Introduction: Analysis of Variance (ANOVA) in R

This an instructable on how to do an Analysis of Variance test, commonly called ANOVA, in the statistics software R.

ANOVA is a quick, easy way to rule out un-needed variables that contribute little to the explanation of a dependent variable. It is acessable and applicable to people outside of the statistics field.

This instructable will assume no prior knowledge in R and will give basic software commands that may be trivial to an experienced user. If you are familiar with R I suggest skipping to Step 4, and proceeding with a known dataset already in R.

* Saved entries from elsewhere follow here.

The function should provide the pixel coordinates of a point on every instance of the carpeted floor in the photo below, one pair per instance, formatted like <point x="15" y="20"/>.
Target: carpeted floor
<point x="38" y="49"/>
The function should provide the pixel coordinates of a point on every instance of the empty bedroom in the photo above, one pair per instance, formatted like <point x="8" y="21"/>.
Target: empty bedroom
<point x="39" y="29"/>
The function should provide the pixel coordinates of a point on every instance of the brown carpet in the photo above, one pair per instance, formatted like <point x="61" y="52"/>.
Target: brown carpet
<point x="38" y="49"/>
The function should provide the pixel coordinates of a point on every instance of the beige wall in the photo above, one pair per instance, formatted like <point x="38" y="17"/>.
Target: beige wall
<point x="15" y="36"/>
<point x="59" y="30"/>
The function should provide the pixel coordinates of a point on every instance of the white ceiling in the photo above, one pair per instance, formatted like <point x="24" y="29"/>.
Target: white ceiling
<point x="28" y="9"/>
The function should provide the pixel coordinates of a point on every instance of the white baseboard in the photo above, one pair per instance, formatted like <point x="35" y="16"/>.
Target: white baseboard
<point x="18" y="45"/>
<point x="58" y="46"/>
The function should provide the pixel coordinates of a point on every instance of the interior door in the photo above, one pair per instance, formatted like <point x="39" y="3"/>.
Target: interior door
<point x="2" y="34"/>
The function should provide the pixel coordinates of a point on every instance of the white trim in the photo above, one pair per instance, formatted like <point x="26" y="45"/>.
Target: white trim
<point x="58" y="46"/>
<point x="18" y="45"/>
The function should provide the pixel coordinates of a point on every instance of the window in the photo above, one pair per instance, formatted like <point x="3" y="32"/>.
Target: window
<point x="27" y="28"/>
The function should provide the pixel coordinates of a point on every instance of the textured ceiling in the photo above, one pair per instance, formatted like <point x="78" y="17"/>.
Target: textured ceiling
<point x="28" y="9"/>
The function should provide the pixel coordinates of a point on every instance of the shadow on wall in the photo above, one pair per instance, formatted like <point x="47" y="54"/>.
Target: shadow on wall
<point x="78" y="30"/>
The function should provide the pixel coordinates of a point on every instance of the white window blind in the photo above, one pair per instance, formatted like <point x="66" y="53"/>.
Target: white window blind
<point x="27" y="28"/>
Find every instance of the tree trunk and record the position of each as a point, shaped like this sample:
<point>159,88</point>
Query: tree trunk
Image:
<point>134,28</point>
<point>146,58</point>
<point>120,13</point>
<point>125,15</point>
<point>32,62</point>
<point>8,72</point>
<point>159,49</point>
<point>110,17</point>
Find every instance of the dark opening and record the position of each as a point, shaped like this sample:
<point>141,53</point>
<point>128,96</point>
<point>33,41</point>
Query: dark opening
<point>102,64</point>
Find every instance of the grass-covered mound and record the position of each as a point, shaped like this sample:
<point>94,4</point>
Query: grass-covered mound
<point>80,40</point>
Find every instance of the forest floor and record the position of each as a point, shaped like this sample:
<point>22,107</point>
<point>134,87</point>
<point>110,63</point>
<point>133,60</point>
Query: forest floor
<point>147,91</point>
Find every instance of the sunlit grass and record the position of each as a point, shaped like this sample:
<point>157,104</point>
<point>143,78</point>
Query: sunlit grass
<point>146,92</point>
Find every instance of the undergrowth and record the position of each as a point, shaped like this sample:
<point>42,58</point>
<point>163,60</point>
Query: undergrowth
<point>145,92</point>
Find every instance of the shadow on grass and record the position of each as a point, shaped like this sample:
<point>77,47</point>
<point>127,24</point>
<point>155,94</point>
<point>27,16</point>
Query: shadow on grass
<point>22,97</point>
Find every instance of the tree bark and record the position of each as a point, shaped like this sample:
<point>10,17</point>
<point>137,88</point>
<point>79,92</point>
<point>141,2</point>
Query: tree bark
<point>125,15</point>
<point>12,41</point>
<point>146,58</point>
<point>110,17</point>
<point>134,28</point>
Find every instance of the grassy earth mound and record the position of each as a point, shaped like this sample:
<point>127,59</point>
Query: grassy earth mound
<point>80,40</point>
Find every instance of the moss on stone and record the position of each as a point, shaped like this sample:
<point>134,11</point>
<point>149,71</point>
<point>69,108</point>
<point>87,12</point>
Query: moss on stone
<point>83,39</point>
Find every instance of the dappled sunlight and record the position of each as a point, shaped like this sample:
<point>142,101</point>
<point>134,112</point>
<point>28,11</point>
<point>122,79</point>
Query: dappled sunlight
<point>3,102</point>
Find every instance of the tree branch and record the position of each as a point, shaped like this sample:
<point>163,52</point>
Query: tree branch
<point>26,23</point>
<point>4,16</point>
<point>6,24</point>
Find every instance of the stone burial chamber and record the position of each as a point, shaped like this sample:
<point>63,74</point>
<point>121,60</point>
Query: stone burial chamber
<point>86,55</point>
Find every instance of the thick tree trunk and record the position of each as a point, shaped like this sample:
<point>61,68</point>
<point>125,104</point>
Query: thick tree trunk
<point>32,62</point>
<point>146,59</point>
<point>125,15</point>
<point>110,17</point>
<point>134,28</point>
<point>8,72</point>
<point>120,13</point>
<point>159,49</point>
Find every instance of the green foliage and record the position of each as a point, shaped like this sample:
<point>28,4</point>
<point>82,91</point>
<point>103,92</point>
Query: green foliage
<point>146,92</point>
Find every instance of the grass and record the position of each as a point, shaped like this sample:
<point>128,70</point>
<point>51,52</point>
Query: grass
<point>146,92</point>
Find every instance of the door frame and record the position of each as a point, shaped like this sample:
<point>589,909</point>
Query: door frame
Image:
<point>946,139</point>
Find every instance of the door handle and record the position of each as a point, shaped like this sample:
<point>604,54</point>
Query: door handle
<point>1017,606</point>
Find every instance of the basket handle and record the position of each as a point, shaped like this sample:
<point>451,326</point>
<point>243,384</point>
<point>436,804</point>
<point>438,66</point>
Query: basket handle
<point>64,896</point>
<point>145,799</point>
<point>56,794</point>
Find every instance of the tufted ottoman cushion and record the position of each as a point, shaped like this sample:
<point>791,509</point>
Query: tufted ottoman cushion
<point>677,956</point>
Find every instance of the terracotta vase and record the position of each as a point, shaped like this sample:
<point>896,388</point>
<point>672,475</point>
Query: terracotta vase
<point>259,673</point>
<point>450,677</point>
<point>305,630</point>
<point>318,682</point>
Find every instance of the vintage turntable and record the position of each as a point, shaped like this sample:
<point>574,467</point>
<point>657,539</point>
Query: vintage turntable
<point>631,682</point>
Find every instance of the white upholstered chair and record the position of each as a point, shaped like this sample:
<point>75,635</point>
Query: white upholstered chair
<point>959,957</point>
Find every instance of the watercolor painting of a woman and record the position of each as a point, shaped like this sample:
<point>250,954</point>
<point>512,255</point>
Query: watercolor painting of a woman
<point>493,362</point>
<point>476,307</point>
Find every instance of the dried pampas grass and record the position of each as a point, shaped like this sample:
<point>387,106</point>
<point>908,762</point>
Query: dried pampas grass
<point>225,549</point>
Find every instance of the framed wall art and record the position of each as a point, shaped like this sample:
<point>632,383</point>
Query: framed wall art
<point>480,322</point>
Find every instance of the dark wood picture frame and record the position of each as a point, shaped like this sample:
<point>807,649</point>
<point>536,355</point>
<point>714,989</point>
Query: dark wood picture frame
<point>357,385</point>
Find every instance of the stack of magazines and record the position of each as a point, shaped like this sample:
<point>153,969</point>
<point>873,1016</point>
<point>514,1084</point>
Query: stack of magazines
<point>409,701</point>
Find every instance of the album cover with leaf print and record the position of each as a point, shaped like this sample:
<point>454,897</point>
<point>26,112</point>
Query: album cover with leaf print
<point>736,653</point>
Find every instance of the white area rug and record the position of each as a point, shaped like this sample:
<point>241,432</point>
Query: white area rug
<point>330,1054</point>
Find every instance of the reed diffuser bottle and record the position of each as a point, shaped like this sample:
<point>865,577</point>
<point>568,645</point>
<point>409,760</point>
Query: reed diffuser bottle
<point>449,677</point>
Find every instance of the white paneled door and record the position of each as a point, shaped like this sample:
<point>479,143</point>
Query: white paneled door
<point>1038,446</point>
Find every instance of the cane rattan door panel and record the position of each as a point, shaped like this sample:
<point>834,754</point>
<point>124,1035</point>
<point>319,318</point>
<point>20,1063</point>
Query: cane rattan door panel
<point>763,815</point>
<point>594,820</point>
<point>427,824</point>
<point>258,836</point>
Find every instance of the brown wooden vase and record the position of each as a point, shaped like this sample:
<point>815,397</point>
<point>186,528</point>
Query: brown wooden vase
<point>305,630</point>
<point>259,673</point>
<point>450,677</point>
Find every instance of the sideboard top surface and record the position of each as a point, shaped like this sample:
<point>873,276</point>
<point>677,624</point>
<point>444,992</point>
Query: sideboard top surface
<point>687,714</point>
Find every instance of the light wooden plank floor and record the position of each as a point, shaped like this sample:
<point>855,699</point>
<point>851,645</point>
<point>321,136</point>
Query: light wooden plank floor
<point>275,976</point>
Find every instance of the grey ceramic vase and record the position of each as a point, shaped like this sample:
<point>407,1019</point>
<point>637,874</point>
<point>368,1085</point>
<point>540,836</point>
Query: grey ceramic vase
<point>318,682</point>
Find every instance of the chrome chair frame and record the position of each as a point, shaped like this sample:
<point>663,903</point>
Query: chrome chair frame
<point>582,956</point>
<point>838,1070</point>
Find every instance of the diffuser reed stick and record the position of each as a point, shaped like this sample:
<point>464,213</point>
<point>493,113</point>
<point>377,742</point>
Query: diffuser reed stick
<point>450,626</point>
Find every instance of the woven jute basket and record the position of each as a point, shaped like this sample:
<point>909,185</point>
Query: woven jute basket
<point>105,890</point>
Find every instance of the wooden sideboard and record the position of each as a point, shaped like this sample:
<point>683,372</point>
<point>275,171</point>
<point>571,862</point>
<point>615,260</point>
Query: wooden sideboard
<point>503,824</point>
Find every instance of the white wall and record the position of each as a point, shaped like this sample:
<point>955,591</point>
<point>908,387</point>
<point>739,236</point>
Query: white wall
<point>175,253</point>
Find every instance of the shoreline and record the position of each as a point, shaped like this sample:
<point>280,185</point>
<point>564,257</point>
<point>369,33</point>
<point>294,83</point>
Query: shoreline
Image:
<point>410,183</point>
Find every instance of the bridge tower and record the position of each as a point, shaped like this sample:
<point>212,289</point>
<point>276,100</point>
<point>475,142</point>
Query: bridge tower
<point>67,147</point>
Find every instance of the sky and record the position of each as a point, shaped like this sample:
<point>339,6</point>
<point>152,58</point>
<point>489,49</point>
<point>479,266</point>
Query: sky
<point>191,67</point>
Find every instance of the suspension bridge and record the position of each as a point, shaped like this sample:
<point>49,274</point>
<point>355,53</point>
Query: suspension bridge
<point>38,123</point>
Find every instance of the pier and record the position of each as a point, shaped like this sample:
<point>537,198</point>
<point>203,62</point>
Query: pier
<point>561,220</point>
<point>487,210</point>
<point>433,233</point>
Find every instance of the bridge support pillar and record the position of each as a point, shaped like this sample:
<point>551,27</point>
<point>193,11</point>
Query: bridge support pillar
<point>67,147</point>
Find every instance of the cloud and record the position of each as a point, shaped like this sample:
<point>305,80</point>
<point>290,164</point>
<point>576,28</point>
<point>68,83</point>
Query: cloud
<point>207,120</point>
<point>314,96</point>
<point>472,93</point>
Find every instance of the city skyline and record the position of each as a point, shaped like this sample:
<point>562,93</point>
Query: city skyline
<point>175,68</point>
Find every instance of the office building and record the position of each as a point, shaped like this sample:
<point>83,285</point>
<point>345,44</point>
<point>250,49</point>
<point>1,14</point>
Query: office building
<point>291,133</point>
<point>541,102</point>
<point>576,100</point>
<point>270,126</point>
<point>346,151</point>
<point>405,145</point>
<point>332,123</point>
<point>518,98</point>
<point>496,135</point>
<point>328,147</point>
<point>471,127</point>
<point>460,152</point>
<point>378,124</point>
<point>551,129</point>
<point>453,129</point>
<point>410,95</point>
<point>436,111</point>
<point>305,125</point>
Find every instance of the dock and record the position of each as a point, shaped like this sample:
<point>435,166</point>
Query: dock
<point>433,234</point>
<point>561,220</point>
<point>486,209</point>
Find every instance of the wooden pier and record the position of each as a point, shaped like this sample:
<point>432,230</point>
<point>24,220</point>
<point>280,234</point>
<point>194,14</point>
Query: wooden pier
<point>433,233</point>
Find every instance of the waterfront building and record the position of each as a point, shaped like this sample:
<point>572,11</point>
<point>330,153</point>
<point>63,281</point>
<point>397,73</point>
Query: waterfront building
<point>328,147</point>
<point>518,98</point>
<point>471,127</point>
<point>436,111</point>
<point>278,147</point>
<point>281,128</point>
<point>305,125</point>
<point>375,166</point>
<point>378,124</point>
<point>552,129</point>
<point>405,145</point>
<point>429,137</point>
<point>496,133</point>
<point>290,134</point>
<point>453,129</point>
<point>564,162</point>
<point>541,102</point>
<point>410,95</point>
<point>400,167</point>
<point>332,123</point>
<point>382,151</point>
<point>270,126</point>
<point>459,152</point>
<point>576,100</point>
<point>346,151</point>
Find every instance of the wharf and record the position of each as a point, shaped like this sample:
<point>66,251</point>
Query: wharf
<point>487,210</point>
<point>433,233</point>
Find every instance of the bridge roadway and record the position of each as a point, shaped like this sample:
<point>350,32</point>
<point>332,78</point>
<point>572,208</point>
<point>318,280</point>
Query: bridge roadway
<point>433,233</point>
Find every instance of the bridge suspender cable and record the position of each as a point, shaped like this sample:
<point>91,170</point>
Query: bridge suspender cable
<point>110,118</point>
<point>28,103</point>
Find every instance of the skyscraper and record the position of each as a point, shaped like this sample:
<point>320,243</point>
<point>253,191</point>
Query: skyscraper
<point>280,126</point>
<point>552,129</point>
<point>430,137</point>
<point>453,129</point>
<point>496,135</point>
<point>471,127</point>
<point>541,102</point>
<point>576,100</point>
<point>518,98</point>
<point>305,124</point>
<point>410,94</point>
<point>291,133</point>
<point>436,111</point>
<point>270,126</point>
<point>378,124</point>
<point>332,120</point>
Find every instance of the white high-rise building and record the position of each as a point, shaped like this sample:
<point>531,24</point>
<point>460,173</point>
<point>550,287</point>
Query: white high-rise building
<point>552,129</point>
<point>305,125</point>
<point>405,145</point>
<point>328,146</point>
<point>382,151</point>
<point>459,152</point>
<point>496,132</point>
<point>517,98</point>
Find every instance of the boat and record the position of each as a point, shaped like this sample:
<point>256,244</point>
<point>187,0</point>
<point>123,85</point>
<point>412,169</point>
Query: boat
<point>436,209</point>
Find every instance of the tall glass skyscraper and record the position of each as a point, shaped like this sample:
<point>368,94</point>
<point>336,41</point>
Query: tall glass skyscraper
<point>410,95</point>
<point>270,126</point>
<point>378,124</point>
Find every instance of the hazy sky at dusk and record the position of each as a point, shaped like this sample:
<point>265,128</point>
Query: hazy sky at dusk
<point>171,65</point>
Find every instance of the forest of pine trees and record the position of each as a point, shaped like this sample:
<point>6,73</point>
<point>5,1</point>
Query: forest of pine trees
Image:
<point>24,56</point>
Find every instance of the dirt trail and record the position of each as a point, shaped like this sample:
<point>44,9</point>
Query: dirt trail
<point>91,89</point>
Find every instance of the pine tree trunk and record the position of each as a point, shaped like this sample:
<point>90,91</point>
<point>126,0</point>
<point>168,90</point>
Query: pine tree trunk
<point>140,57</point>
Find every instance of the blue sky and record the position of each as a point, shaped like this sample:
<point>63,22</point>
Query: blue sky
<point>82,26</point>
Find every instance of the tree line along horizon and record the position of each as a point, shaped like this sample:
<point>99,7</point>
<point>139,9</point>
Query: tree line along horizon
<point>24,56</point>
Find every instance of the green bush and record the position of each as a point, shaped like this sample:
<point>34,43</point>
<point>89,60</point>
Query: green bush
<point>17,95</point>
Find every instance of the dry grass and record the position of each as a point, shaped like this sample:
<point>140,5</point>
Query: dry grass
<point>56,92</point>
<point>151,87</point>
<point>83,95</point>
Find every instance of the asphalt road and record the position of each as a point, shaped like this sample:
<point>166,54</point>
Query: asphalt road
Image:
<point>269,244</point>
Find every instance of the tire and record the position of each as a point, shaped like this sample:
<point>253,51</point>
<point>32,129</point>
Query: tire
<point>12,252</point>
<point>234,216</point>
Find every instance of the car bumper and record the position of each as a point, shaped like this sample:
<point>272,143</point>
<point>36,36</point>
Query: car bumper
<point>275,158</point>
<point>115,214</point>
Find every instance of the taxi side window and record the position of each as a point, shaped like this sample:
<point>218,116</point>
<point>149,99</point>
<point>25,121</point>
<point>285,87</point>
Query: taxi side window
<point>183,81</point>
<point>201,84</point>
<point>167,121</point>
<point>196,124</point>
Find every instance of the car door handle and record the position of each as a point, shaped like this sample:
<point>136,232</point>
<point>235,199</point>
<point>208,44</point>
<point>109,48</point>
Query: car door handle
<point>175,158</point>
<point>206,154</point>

R is a free, open source, and ubiquitous in the statistics field. R has all-text commands written in the computer language S. It is helpful, but by no mean necessary, to have an elementary understanding of text based computer languages. If you can not stand working with text-based software I suggest that you try the statistics software JMP.


What You need:
-Access to a computer
-A data set to analyze

Estimated time to complete an ANOVA Test:
-15 minutes for a new user.
-5 minutes for an experienced user.

Step 1: Getting Started:


If R isn't on your computer already it can be downloaded for free from the official website at:
  • http://cran.r-project.org/bin/windows/base/ (Windows)
  • http://cran.r-project.org/bin/macosx/ (Mac)
  • http://cran.r-project.org/ (Linux)
Choose the version (32bit/64bit) that is of the operating system’s natural base.

Open R:

You will see the basic command counsel open. This is a log and output of commands executed. However, it can’t be edited making it hard to work with, instead open a Script window with the following:

  • File >>
  • New Script

This window acts as a basic word processor (close to notepad)from which commands can be written, edited, and executed by right-clicking a line or selection and running it. Alternatively the shortcut Control+r will also execute a line or selection.

Note:
You can write comments in R by putting a pound sign (#) at the start of the comment. an example of this is shown in Step 3.

Step 2: Reading Data:

.csv is perhaps the most prevalent file type when dealing with data files. .csv Files can be made easily from excel. Alternatively you can enter your data directly into R by naming and pointing variables (see the secondary image for help)

If you have a .csv file, great! Read it in using one of the following commands:
  • data name = read.csv("appropriate web page or file directory")
  • data name = read.csv(file.choose())
Once this is done, explore your data with the following commands:
  • dim(data name)
  • str(data name)
  • head(data name)
  • attach(data name)
Note:
You will need to run attach, or else R will not know what data set you are referring to.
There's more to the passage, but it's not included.